Director Anne Fontaine has said of the iconic French fashion designer Gabrielle ‘Coco’ Chanel, “It was not so much the fashion as the characteristics of this exceptional woman that interested me.” Hence Coco avant Chanel, like its title suggests, is about Coco Chanel’s personal life during her formative years before her clothing designs transformed her into a globally recognised household name. Played by Audrey Tautou, Chanel (or Coco as she is referred to throughout this film) is a cynical, independent and headstrong woman who doesn’t suffer fools. She climbs her way out of poverty and into society through an unconventional affair with Étienne Balsan (Benoît Poelvoorde), an older aristocrat, only to fall in love with Arther ‘Boy’ Capel (Alessandro Nivola), a young English businessman.
In many ways Coco avant Chanel is comparable to the 2007 Édith Piaf biopic La Vie en Rose. Despite being set 30 years apart, both films are crowd-pleasers about iconic French women who went from rags to riches. Both Piaf and Chanel climbed out of poverty and into society, both women were fiercely independent self-made women, and both of them suffered tragic love lives. However, while La Vie en Rose skilfully and engagingly weaved together both the details of Piaf’s personal life and the details of her professional life, Coco avant Chanel predominantly focuses on Coco’s private life. The young woman/older man relationship is refreshingly portrayed as a complex power play, rather than a contrived male fantasy, however the men in Coco’s life do dominate the telling of her story. Coco’s attitudes towards fashion (she disliked the frivolous fashion that was so popular at the time, she integrated men’s fashion into women’s fashion, and she triumphed simplicity and comfort) are touched upon, but her work and the social implications of her designs are of secondary importance.

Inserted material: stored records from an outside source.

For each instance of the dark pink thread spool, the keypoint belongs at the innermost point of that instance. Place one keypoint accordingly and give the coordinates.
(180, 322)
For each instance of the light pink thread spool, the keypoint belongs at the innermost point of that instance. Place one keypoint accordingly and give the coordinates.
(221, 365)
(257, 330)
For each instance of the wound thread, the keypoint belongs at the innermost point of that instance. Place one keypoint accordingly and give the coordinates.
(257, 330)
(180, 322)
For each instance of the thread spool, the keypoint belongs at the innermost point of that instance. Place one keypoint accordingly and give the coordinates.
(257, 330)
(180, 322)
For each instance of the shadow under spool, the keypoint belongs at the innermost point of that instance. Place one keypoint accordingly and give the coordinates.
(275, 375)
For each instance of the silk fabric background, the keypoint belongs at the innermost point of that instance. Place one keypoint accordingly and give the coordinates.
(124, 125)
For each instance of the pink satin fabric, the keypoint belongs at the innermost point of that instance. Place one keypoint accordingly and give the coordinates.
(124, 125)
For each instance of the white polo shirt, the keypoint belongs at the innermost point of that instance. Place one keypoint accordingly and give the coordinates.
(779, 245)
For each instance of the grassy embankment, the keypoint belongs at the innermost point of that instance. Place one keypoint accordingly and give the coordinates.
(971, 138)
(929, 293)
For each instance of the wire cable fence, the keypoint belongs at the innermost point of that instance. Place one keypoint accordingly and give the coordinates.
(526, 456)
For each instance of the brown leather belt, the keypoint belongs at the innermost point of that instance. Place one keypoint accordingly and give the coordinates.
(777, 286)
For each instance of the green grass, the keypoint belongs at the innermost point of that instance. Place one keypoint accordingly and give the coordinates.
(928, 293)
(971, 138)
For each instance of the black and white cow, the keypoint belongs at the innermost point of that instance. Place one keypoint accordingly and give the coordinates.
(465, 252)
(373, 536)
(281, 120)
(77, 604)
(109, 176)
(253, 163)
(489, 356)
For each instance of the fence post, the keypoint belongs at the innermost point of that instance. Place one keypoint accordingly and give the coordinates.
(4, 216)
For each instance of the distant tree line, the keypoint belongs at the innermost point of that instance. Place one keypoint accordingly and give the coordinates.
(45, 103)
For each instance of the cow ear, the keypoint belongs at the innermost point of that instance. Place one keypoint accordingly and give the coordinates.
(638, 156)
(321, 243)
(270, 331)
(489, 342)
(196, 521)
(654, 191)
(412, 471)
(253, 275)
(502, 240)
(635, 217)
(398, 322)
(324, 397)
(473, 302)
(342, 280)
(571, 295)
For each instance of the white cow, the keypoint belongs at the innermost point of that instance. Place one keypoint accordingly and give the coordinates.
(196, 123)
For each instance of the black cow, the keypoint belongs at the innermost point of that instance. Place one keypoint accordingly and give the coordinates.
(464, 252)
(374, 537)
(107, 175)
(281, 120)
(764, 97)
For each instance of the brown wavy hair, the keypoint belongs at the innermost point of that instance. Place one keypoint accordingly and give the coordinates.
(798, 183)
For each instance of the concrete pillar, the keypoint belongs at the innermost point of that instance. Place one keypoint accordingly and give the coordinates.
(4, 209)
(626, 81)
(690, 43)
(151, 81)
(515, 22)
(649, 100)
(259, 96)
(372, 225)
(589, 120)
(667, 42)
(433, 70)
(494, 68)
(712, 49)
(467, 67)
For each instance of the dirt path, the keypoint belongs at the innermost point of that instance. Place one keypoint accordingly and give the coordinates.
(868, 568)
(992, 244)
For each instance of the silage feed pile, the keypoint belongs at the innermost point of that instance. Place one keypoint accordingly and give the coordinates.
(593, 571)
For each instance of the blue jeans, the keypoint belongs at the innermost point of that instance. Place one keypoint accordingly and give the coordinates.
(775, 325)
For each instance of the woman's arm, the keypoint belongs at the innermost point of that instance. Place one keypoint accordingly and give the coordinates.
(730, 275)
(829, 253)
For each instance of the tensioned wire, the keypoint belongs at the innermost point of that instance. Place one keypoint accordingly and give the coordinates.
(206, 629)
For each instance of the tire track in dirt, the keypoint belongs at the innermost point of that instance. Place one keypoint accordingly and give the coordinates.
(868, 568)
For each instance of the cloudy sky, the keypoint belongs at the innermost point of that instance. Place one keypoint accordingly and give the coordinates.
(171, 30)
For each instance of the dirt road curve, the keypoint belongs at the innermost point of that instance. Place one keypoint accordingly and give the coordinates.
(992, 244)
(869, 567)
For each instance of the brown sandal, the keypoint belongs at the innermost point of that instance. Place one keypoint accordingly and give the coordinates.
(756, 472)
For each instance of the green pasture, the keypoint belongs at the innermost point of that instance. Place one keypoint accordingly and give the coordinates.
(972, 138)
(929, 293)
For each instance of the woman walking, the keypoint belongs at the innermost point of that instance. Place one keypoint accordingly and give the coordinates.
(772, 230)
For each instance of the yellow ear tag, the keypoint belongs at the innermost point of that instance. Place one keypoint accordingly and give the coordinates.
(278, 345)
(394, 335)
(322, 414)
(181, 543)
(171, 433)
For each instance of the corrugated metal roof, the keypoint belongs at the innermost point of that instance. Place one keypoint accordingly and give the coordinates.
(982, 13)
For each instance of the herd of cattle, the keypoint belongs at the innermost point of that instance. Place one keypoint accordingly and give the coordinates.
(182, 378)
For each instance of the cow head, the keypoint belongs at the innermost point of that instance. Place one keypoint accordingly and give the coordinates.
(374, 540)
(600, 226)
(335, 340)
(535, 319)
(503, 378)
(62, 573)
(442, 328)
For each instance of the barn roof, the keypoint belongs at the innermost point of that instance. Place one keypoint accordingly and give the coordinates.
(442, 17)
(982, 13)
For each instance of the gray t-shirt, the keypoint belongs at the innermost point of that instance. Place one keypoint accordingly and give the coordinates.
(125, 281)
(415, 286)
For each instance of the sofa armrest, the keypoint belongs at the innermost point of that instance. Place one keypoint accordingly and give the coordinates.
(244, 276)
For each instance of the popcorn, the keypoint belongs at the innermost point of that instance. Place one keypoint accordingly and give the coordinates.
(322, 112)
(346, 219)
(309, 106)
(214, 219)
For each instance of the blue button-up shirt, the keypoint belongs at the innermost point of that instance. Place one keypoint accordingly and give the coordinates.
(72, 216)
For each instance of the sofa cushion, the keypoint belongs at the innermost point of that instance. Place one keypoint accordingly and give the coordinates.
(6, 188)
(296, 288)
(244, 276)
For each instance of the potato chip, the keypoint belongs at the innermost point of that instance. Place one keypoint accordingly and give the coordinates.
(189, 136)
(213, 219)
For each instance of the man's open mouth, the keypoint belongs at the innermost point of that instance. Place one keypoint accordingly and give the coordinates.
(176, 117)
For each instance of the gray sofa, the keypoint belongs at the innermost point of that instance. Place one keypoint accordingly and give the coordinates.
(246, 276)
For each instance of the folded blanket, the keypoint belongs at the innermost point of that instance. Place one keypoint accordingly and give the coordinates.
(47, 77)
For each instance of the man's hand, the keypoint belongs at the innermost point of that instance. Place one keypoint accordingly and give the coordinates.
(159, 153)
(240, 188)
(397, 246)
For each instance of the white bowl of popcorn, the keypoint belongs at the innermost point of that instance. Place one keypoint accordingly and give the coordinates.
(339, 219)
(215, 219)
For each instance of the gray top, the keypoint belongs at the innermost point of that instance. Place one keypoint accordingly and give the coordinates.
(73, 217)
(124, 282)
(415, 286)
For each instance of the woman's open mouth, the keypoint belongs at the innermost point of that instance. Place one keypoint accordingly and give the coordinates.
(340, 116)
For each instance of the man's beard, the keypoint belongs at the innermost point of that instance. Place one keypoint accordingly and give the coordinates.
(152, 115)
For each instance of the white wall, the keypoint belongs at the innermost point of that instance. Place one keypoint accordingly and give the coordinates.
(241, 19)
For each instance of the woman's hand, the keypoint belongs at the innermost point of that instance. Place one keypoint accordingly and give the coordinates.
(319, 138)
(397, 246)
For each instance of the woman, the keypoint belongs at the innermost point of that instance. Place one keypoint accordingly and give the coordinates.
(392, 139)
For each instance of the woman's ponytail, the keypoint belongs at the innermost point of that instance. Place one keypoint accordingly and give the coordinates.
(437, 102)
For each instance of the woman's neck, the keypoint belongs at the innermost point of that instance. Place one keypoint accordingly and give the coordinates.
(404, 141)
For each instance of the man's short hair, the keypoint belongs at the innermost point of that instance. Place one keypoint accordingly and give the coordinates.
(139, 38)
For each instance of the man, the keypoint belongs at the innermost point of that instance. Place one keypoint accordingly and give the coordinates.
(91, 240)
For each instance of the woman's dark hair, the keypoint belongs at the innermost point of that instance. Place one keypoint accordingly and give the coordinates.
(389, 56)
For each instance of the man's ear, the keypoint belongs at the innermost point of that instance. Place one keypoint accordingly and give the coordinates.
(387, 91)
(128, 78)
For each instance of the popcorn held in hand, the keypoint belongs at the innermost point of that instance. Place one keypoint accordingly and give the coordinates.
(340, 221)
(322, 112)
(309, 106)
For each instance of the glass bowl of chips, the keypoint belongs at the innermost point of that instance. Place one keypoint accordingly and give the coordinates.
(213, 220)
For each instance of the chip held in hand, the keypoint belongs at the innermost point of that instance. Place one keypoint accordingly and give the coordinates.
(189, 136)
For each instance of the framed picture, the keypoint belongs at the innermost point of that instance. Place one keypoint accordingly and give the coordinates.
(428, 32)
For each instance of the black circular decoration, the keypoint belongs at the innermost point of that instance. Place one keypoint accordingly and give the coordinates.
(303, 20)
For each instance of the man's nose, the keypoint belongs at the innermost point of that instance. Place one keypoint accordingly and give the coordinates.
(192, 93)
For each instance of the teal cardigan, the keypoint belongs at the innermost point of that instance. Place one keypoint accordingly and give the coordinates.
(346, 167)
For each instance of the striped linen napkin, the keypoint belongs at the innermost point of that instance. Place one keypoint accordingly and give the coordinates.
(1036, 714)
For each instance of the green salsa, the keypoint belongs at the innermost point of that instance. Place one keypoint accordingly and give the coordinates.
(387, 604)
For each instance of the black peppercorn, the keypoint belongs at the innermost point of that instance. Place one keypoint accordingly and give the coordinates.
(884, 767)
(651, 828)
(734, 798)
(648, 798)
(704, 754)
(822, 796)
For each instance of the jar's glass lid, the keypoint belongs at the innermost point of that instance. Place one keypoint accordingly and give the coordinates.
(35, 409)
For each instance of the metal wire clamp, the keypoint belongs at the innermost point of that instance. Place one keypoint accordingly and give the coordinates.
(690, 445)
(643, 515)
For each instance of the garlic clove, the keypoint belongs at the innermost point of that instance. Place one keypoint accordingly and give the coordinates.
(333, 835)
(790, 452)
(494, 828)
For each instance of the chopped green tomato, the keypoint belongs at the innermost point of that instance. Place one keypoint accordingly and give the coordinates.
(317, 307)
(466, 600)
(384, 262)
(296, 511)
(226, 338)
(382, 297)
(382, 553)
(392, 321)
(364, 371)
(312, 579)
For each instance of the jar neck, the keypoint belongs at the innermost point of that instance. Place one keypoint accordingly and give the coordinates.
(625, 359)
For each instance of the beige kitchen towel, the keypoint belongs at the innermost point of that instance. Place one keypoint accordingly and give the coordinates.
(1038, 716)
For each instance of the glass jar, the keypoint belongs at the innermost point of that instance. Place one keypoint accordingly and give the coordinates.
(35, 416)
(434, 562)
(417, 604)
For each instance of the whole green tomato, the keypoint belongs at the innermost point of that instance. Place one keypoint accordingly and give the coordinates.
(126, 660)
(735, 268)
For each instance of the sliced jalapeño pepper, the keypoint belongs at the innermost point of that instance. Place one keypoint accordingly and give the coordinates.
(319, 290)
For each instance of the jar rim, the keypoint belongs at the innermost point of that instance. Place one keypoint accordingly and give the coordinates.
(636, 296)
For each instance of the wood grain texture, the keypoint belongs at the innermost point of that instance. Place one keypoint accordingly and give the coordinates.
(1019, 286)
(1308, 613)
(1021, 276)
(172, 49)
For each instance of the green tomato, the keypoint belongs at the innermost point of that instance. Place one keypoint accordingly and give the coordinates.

Audrey Tautou is an incredibly photogenic actor and she looks wonderful in the various Chanel outfits that she gets to wear in the film. However, Tautou is a very limited performer and struggles to give depth to the character. Tautou portrays Coco adequately but doesn’t come close to giving her the range that Marion Cotillard gave to Piaf in La Vie en Rose. This criticism can in fact be applied to Coco avant Chanel as a whole. The detailed production design, the sweeping cinematography and the lush musical score are all impressive and facilitate the story well but there is nothing in Coco avant Chanel that is ever particularly remarkable. Similarly the very straightforward narrative facilitates a basic biopic storyline without any surprises or truly standout moments. Coco avant Chanel is a competent and perfectly functional film but competence and functionality alone do not make for riveting viewing.